STEP 11 :- Enable online Kernel Debugger by "echo" command.

  1. [Expert@HostName]# echo 1 > /proc/sys/kernel/kdb
  2. [Expert@HostName]# cat /proc/sys/kernel/kdb (we able to see "1" as output)

 

STEP 12 :- Need to test that we able communicate with the kernel Debugger or not.

  1. For that we need to enter kernel debugger prompt so press one of the below command.

      "Ctrl + A" , "Ctrl + C" , "Ctrl + AA" , " ESC +K+D+B" , Send a Break Signal

NOTE:- Make sure that the Keyboard layout must be English, otherwise Gateway will freeze.

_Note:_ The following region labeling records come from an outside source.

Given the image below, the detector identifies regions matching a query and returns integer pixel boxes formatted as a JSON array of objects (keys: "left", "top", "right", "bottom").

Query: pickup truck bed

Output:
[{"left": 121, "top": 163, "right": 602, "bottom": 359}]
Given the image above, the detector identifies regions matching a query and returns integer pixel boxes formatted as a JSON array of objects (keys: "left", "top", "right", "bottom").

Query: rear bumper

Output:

   2. Now we able to see the kernel prompt like "kdb>" and below messages.

   "Entering kdb (current=0xXXXXXXXX, pid 0) due to Keyboard Entry"

 

NOTE :- Make sure that when we are in "kdb" prompt and no other process is running.

 

STEP 13 :- Need to check Memory stack is display or not.

  1. Run the command "bt".

For Example :-

EBP        EIP         Function(args)

0x8194beac 0x8011eca1 context_switch+0x81 (0x803e3980, 0x8194a000, 0x803b4000, 0x43fc, 0x8194bef4)

                               kernel .text 0x80100000 0x8011ec20 0x8011ecf0 

OR like this below

 EBP        EIP         Function(args)

0x807adf80 0x80405deb apic_timer_interrupt+0x1f (0x0, 0x807ac000, 0x80403e10)

 

STEP 14 :- Exit the on-line kernel debugger mode and enter into the regular prompt.

  1. Run the command "kdb>go" .
  2. After we able to see the regular prompt like "[Expert@HostName]#".
  3. Now on this stage, all functionality on the problematic  Security  Gateway is normal.

 

STEP 15 :- Now we need to wait for the next freeze or crash to happen.

: - Try to install the policy multiple time to check whether the gateway is going to freeze or not.

 

IMP NOTE :- Make sure that the security gateway is connected to Laptop through the console port.

:- It required because if Gateway will freeze then we directly run the required command by entering to the "kdb" mode.

:- Because during the issue we have a limited time to run the required command so better we connect the laptop to the security gateway.

:- If we not connect any laptop to the security Gateway then during the issue we need console access to the security gateway and run the required command and that takes some time to do so I recommended to connect the laptop still the next issue to happen.

 

STEP 16 :- Once we face the issue like gateway freeze or crash then below command need to run.

  1. kdb>ps (Complete list of process that running in the Gateway)
  2. kdb>dmesg (To display the syslog buffer) (NOTE: Press"ENTER" till the end output because we need to copy the complete output).
  3. kdb>summery (To run kernel version memory summery)

NOTE: If you have multiple CPU then need to perform the below command in the context of each CPU core.

STEP 17 :-  kdb>cpu  (To check the available CPU contexts)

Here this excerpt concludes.